On June 3, our Director of Innovation, Ismael Vallvé, with the collaboration of Dr. Laia Sans from the Nephrology Department of the Hospital del Mar, offered the webinar Folksonomy Text Analytics. During the training, Ismael introduced the concept of folksonomy and the Bismart Folksonomy tool and Dr. Laia explained the project carried out in her hospital with this technology in collaboration with the pharmaceutical company Ferrer.
If you want to watch the training again or if you missed it, you can do so here:
Folksonomy is a concept based on taxonomy, which is nothing more than the art of classifying by means of labels. The word folksonomy comes from taxonomy, but also from folk, which means 'people'. Thus, folksonomy means social labeling. This concept was born in the 1990s thanks to bookmarking portals such as Delicious.
One of the main advantages of folksonomy is that it allows working with unstructured data. Until recently, the only information that could be used to carry out data analysis was information structured in fields, i.e. information that had been prepared for computers to process. On the other hand, information in the form of text, audio, etc. could not be processed in this way, but had to be processed manually. The problem is that, according to the consulting firm Gartner, 95% of the value of the information is in this unstructured data.

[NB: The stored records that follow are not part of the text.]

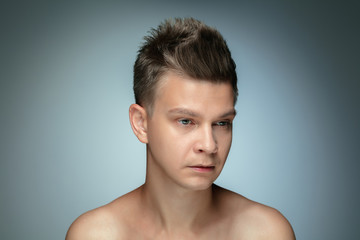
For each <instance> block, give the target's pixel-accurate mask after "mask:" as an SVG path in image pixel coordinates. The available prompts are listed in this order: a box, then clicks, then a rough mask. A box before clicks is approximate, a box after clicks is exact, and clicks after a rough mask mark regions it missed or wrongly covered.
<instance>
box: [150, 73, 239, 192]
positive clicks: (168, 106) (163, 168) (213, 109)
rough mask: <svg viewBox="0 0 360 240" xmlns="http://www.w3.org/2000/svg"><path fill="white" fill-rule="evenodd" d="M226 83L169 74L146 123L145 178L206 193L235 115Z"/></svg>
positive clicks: (220, 171)
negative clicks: (146, 170) (205, 189)
mask: <svg viewBox="0 0 360 240" xmlns="http://www.w3.org/2000/svg"><path fill="white" fill-rule="evenodd" d="M233 103H234V97H233V90H232V87H231V84H230V83H219V84H215V83H211V82H207V81H199V80H193V79H190V78H186V77H180V76H179V75H176V74H174V73H172V72H169V73H168V74H167V75H166V76H165V77H164V78H163V79H162V80H161V81H160V84H159V87H158V91H157V95H156V97H155V103H154V109H153V113H152V116H151V117H148V119H147V136H148V156H147V157H148V173H147V174H148V175H149V177H160V178H161V179H162V180H164V181H170V182H173V183H175V184H177V185H179V186H182V187H184V188H187V189H193V190H201V189H206V188H208V187H209V186H211V184H212V183H213V182H214V181H215V180H216V178H217V177H218V176H219V174H220V172H221V170H222V168H223V166H224V164H225V161H226V158H227V155H228V153H229V150H230V146H231V140H232V121H233V119H234V117H235V110H234V104H233Z"/></svg>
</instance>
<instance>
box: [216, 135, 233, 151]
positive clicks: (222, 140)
mask: <svg viewBox="0 0 360 240" xmlns="http://www.w3.org/2000/svg"><path fill="white" fill-rule="evenodd" d="M231 142H232V134H223V135H220V138H219V141H218V144H219V149H221V152H222V153H223V154H225V155H227V154H228V153H229V151H230V147H231Z"/></svg>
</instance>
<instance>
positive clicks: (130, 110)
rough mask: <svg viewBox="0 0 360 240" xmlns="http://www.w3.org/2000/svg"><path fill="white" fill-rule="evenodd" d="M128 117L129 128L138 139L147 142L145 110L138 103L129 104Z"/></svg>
mask: <svg viewBox="0 0 360 240" xmlns="http://www.w3.org/2000/svg"><path fill="white" fill-rule="evenodd" d="M129 118H130V124H131V128H132V130H133V132H134V134H135V135H136V137H137V138H138V139H139V141H140V142H142V143H148V139H147V113H146V110H145V109H144V108H143V107H142V106H140V105H138V104H131V105H130V108H129Z"/></svg>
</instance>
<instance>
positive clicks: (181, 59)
mask: <svg viewBox="0 0 360 240" xmlns="http://www.w3.org/2000/svg"><path fill="white" fill-rule="evenodd" d="M144 40H145V43H144V44H143V45H142V46H141V47H140V49H139V51H138V55H137V59H136V61H135V65H134V94H135V101H136V103H137V104H139V105H142V106H143V107H146V109H147V111H148V114H150V115H151V113H152V108H153V104H154V101H155V99H154V98H155V94H156V93H155V92H156V85H157V82H158V81H159V79H160V78H161V76H162V75H163V74H165V73H166V72H167V71H174V72H176V73H179V74H183V75H186V76H188V77H190V78H193V79H200V80H206V81H211V82H214V83H221V82H229V83H231V85H232V88H233V92H234V104H235V103H236V99H237V95H238V89H237V76H236V71H235V68H236V65H235V62H234V60H233V59H232V58H231V53H230V51H229V48H228V46H227V44H226V42H225V40H224V39H223V37H222V36H221V34H220V33H219V32H218V31H217V30H216V29H214V28H211V27H209V26H207V25H205V24H204V23H202V22H200V21H198V20H195V19H193V18H185V19H179V18H175V19H168V20H165V21H164V22H163V23H161V24H160V25H159V26H158V27H157V28H156V29H152V30H151V31H150V34H149V35H148V36H145V37H144Z"/></svg>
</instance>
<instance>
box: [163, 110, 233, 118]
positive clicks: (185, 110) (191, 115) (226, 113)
mask: <svg viewBox="0 0 360 240" xmlns="http://www.w3.org/2000/svg"><path fill="white" fill-rule="evenodd" d="M169 113H170V114H184V115H188V116H191V117H198V116H200V114H198V113H196V112H194V111H192V110H190V109H186V108H174V109H171V110H169ZM228 116H236V110H235V109H231V110H230V111H228V112H226V113H224V114H222V115H220V116H219V118H224V117H228Z"/></svg>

One of the major advances in the analysis of unstructured data is the usage of Large Language Model (LLM). This model is based on the use of artificial intelligence to analyse large amounts of information in real time. The advantage of this model is that it allows the understanding of natural language, which makes it possible to identify patterns and trends in the data. The combination of LLM and folksonomy can be a powerful tool for the analysis of unstructured data in healthcare and clinical research, as it allows a deep understanding of the natural language used in these fields. Furthermore, the automation of the master entity creation process by folksonomy allows for faster and more efficient data analysis, which can be especially useful in clinical situations that require real-time decision making. In summary, the combination of LLM and folksonomy can be a valuable tool for research and clinical practice.
Until now, in order to analyze this unstructured information, a master entity had to be created to classify the information within the text. The problem is that these types of entities must be created manually and are very large tasks, so there can often be errors or the entity may not contain all the valuable information found in the data. In the end, in many cases the creation of the master entity is more work than analyzing the documents manually.
Another advantage of Folksonomy is that it does not require this master entity because it analyzes all documents in parallel based on weighting rules according to the grammatical category of the word, which automatically brings up the most relevant terms. This way the master entity is formed automatically. This way of working is called bottom-up, while manual entity creation is called top-down. Working in a bottom-up way also enables data-discovery, which means that relevant terms that we did not know were there, can be discovered in the data, but they would not have appeared in the master entity if it had been created manually. The same applies in reverse, in a master entity created by Folksonomy concepts that are not in the documents will not appear.
In the healthcare field, the capabilities that doctors have reported about Folksonomy are that it allows them to understand clinical practice and its variability, it provides real-time decision support, determines the epidemiology of the population, generates clinical research hypotheses, conducts observational studies and predicts clinical cases before they occur, among others.
After Ismael's explanation, which he ended with some practical examples, Dr. Sans presented Hospital del Mar's experience with folksonomy through her article Big Data: Application of Folksonomy for Clinical Nephrology Research.